C.G.: “O comentário do Dr. José Mendia que citei não veio na sequência de qualquer comentário de uma paciente, mas sim à questão que lhe coloquei sobre como reagia ao facto de ter sido processado por três doentes. As declarações pouco abonatórias do médico sobre D. foram bastante mais longe, tendo referido que seria ‘viciada em cirurgias’, que tomava antidepressivos e ainda, entre outras considerações que me abstenho de transcrever: ‘Esta mulher é completamente desequilibrada, coitada’. (...) Eis a sentença a que alude [N.F.], de acordo com notícia da Lusa publicada no PÚBLICO: [Título:] ‘Médico condenado por causa de cirurgia plástica’; [texto:] ‘O Tribunal Cível de Lisboa condenou o médico José Mendia a pagar uma indemnização de oito mil euros a uma cliente que o acusava de más práticas clínicas após ter efectuado um ‘lifting facial’. Os juízes deram como ‘parcialmente provados’ os factos da acusação (...). O clínico foi ainda condenado a pagar futuros tratamentos de lipoinjecção na zona cervical que a sua antiga cliente venha a fazer e ainda 300 euros pelo crime de violação do direito à imagem, ao tê-la apresentado numa revista como um caso de sucesso, sem a sua autorização. (...) José Mendia, que o Colégio da Especialidade de Cirurgia Plástica, Reconstrutiva e Estética da Oordem dos Médicos não reconhece como cirurgião plástico e reconstrutivo, tem vários processos disciplinares a decorrer na Ordem (...)’”.

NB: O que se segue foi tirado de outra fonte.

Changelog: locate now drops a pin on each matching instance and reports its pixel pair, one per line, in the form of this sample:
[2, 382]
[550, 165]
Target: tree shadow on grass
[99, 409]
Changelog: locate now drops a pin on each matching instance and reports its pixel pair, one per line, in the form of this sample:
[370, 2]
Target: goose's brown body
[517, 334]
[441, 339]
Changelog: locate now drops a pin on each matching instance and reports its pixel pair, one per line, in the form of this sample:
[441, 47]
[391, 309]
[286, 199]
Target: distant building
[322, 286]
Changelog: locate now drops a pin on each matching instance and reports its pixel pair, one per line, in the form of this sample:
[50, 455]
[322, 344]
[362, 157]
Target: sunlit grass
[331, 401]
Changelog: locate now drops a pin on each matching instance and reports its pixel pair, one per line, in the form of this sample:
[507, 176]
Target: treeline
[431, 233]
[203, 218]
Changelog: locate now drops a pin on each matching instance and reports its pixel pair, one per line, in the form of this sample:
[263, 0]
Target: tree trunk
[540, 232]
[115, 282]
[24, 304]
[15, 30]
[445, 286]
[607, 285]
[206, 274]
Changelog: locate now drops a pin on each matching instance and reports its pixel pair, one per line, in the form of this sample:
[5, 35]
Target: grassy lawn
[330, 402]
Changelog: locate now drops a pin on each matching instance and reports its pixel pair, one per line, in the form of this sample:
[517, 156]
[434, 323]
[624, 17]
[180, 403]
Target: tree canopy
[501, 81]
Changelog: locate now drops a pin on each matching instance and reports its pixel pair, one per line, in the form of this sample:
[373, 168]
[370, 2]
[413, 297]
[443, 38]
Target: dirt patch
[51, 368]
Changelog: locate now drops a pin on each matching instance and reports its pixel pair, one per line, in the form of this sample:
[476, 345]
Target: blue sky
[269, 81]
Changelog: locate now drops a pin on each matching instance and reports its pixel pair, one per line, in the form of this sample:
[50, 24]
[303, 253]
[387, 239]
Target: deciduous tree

N.F.: “No que se refere às habilitações do Dr. José Mendia, foram fornecidos (...) à jornalista pareceres do Dr. Marcelo Rebelo de Sousa e do Dr. Pedro Bleck que justificavam o pedido de equiparação de qualificações e inscrição no colégio. O Dr. José Mendia tem a especialidade de cirurgia plástica e reconstrutiva do Rio de Janeiro, serviço prof. Ivo Pitanguy. Sendo esta uma das mais consagradas escolas de cirurgia plástica do mundo, não parece correcto dizer-se sequer que o Dr. José Mendia não tem habilitações na área da cirurgia plástica”.

C.G.: “Apenas me foi fornecido um parecer e não dois (...). Há dezenas de notícias sobre os processos do Dr. José Mendia na imprensa, a questão do seu não-reconhecimento pela Ordem dos Médicos como cirurgião plástico arrasta-se há dez anos e o parecer que me foi fornecido tem 10 anos e tem por base um acordo cultural entre Brasil e Portugal de 1966. Como não havia dados novos nem do lado do Dr. José Mendia nem da Ordem dos Médicos, não entrei pelos pormenores desta contenda, apenas disse que ela existia (...).

N.F.: “Referente aos retoques [operações posteriores de ajustamento em relação à primeira], apresentou-se a frase ‘a gente não tem de dizer, as pessoas sabem a priori’ também (...) sem contextualizar. O facto de se assinar pré-consentimentos torna do conhecimento dos pacientes todos os riscos decorrentes das cirurgias bem como da necessidade de serem efectuados retoques. Esta informação está muita explícita nos pré-consentimentos.”

C.G.: “O consentimento pré-operatório diz que os doentes aceitam riscos, referindo-se problemas de cicatrização e hematomas. Nenhuma das três doentes com quem falei diz ter sido informada de que poderia precisar de nova operação para obter o resultado pretendido, nem estava disso ciente. Por isso coloquei a pergunta ao Dr. José Mendia e transcrevi a sua resposta”.

Remata a jornalista: “As acusações que me são feitas não têm qualquer fundamento e são pouco rigorosas”. O provedor corrobora esta conclusão, e do que leu acrescenta mais outra, preocupante: a cirurgia estética em Portugal está mesmo sem controlo da parte de quem tem esse dever.

Publicada em 12 de Julho de 2009

DOCUMENTAÇÂO COMPLEMENTAR:

Carta de Nuno Olim Marote Ferreira

Na passada edição de dia 23 de Março e sob o título “Ordem incapaz de controlar cirurgia estética” encontrei vários desvios que em muito comprometem o rigor jornalístico e a clareza de informação.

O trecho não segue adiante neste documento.